1.3. Camera Calibration

1.3.1. Estimating the Camera Matrix using the DLT

Our camera model projects a 3D point \(\hv X\) on a 2D retina resulting in point \(\hv x\):

\[\hv x \sim P \hv X\]

In this section we introduce the Direct Linear Transform (DLT) to estimate \(P\) in case a number of examples \(\hv x_i \sim P \hv X_i\) are knownn (the calibration points). We will see that the crux of this method is to rewrite the above relation into a form \(Ai \v p = \v 0\) where \(p\) is the vector formed from all elements in the matrix \(P\) and the matrix \(A\) represents all our calibration points. The homogeneous system \(A\v p=\v 0\) can than be solved using the SVD ‘trick’, Well let’s see how to construct the matrix \(A\) for this problem and what the SVD trick entails.

Note that mathematically \(\hv x = s P\hv X\) for some non zero scalar \(s\), i.e. the vectors \(\hv x\) and \(P\hv X\) are parallel and therefore (because mathematically these vectors are 3 component vectors we can use the cross product) \(\hv x \times P \hv X=\v 0\).

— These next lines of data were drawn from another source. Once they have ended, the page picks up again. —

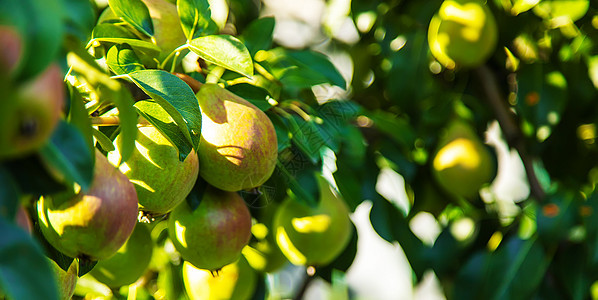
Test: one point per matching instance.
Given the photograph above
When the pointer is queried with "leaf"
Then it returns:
(122, 59)
(391, 225)
(160, 119)
(78, 116)
(254, 94)
(320, 63)
(225, 51)
(258, 35)
(68, 153)
(111, 33)
(300, 182)
(135, 13)
(176, 97)
(25, 272)
(44, 31)
(196, 18)
(9, 195)
(103, 140)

Using \(\hv p_1\T\), \(\hv p_2\T\) and \(\hv p_3\T\) to denote the 3 row vectors of \(P\) and using \(\hv x = (x\;y\;1)\T\), calculating the cross product leads to:

\[\begin{split}\hv x \times P \hv X = \matvec{c}{ - \hv X\T\hv p_2 + y \hv X\T \hv p_3 \\ \hv X\T \hv p_1 - x \hv X\T \hv p_3\\ x \hv X\T \hv p_2 - y \hv X\T \hv p_1} = \matvec{c}{0\\0\\0}\end{split}\]

or equivalently:

\[\begin{split}\matvec{ccc}{ 0 & -\hv X\T & y \hv X\T \\ \hv X\T & 0 & -x\hv X\T \\ -y \hv X\T & x\hv X\T & 0 } \matvec{c}{\hv p_1 \\ \hv p_2 \\ \hv p_3} = \matvec{c}{0\\0\\0}\end{split}\]

Note that the third row in the matrix is a linear combination of the first two rows and thus we can consider the first two elements only. Interchanging the first and second row and inserting a minus sign (allowed because we are looking for a null vector), ee can rewrite this as:

\[\begin{split}\matvec{ccc}{ \hv X\T & \v 0\T & -x \hv X\T \\ \v 0\T & \hv X\T & -y \hv X\T } \matvec{c}{\hv p_1\\ \hv p_2 \\ \hv p_3} = \matvec{ccc}{ \hv X\T & \v 0\T & -x \hv X\T \\ \v 0\T & \hv X\T & -y \hv X\T }\v p = \matvec{c}{0\\0}\end{split}\]

Note that \(\v p\) stacks the 3 rows of \(P\) on top of eachother forming a 12 component vector.

The above equation is an homogeneous set of equations. It is based on just one pair of point correspondences \((X,Y,Z)\rightarrow(x,y)\). For \(n\) point correspondences we may stack \(2n\) equations on top of eachother:

\[\begin{split}\matvec{ccc}{ \hv X_1\T & \v 0\T & -x_1 \hv X_1\T \\ \v 0\T & \hv X_1\T & -y_1 \hv X_1\T \\ \vdots & \vdots & \vdots \\ \hv X_n\T & \v 0\T & -x_n \hv X_n\T \\ \v 0\T & \hv X_n\T & -y_n \hv X_n\T \\ } \v p = \v 0 \\ A \v p = \v 0\end{split}\]

For 6 point correspondences we can find a non-trivial nulvector \(\v p^\ast\). This only works in case there are no measurement errors (and because the 2D points are measured in images there will be noise), in practical situations using more then the minimal number of point correspondences is to be prefered and we search for the vector \(\v p\) that minimizes \(\|A\v p\|\) subject to the constraint that \(\|\v p\|=1\). The ‘SVD-trick’ can be used here.

Given the optimal vector \(\v p\) we can reshape this vector into a \(3\times4\) camera matrix \(P\). Given the calibrated camera matrix we may take each model 3D point \((X_i,Y_i,Z_i)\) and project it on the camera plane and obtain \((a_i, b_i)\) when we compare this ‘reprojected’ point \((a_i,b_i)\) with the ‘true’ projected point \((x_i,y_i)\) we expect that the reprojection distance \(d_i=\sqrt{(x_i-a_i)^2 + (y_i-b_i)^2}\) to be small.

This however we can only hope for: finding the camera matrix \(P\) by minimizing \(\|A\v p\|\) subject to \(\|\v p\|\) does not guarantee that the sum of square reprojections distances is minimal. However minimizing the sum of square reprojection errors is a difficult (and computationally complex) non linear optimization problem that can only be approximately solved. For this we refer to the literature.